Friday, November 5, 2010

Obama in India: Serious business

Obama in India: Serious business
As Asia's third largest economy and one of the world's fastest growing markets, India is placed high on Obama's goal list to build what he calls a "defining" partnership.

On his first day in Mumbai, Obama is scheduled to attend a business summit focusing on the economic ties between the two nations.


India has emerged as a thriving market for U.S. exports.

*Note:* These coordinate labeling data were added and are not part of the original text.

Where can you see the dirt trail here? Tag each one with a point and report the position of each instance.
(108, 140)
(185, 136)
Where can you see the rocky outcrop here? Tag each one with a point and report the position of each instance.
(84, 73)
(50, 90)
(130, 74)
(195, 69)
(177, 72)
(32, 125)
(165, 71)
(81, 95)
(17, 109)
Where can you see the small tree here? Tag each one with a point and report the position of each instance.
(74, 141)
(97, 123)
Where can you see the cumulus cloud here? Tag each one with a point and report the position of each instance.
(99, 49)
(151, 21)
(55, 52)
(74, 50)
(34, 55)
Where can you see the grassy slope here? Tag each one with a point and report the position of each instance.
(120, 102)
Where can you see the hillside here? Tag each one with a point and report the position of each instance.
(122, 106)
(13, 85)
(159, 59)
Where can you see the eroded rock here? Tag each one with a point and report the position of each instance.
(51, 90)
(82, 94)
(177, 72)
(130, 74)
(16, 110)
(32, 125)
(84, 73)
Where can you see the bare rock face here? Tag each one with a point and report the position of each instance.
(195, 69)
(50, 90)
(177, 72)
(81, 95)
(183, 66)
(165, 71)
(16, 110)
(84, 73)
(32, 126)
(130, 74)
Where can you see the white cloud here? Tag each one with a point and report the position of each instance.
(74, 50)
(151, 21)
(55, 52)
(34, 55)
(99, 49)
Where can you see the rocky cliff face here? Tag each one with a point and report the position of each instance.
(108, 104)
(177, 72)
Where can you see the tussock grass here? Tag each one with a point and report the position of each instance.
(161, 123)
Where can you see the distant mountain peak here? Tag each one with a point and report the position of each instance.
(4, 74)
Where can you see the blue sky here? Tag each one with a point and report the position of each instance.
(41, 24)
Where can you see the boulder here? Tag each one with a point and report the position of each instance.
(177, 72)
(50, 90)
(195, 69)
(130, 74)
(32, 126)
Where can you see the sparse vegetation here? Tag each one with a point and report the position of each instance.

Goods exports from the United States have quadrupled to about $17 billion over the last seven years and service exports tripled to about $10 billion annually, officials say.

The U.S. India Business Council, sponsor of the business summit that Obama will attend, released a report, "Partners in Prosperity," which delineates five areas of closer economic and strategic cooperation: Defense sales, agriculture, education, infrastructure development and steps toward a free trade agreement between the two nations.

"As you all know, with 1.2 billion people and an economy growing -- expected to grow at 8 percent a year for the next several years, we really see India as a potentially very important market for U.S. exports," Mike Froman, deputy national security advisor for international economic affairs, told reporters in Washington.

"In India, for example, there will be discussion about economic issues between the two countries, some of which could be resolved, some of which will take longer to resolve," Froman said. "But there also will be discussion of various commercial contracts that we hope to bring to fruition between now and the president's trip that are immediate and will create jobs back here at home right away and expand U.S. exports."

Uday Bhaskar, director of the National Maritime Foundation in New Delhi, said Obama's tour holds the promise of a longstanding, broader cooperation.

"There indeed is such potential to tap, which goes well beyond the tenures of President Obama and Prime Minister Manmohan Singh," he said.

"The real big-ticket issue which goes beyond the tenures of individual leaders would be India and the U.S. working jointly toward elimination of nuclear weapons and something as tectonic as commercial viability of solar energy."

The presidential visit, Bhaskar added, can also help balance regional geopolitics in the face of what is now seen as an increasingly assertive China.

In October, the Chinese and Indian prime ministers met in Vietnam in a bid to ease growing tensions despite flourishing trade between the two neighbors.

China's support to Pakistan, India's accommodation of the exiled Tibetan leader, the Dalai Lama, and a decades-old border dispute between the two sides, are points of friction as the economic powerhouses jockey for influence in the region.

"Asia is a very complex construct. An Asia that is uni-polar is in nobody's interest. I think we need a certain degree of equi-poise ? by which I mean a more balanced strategic eco-system in Asia. My personal feeling is that this visit can introduce that," Bhaskar said.

"Basically, a more enabled India would make the management of China in the regional grid more conducive to both the United States and India. This could be an objective of the upcoming Obama-Singh summit," he said.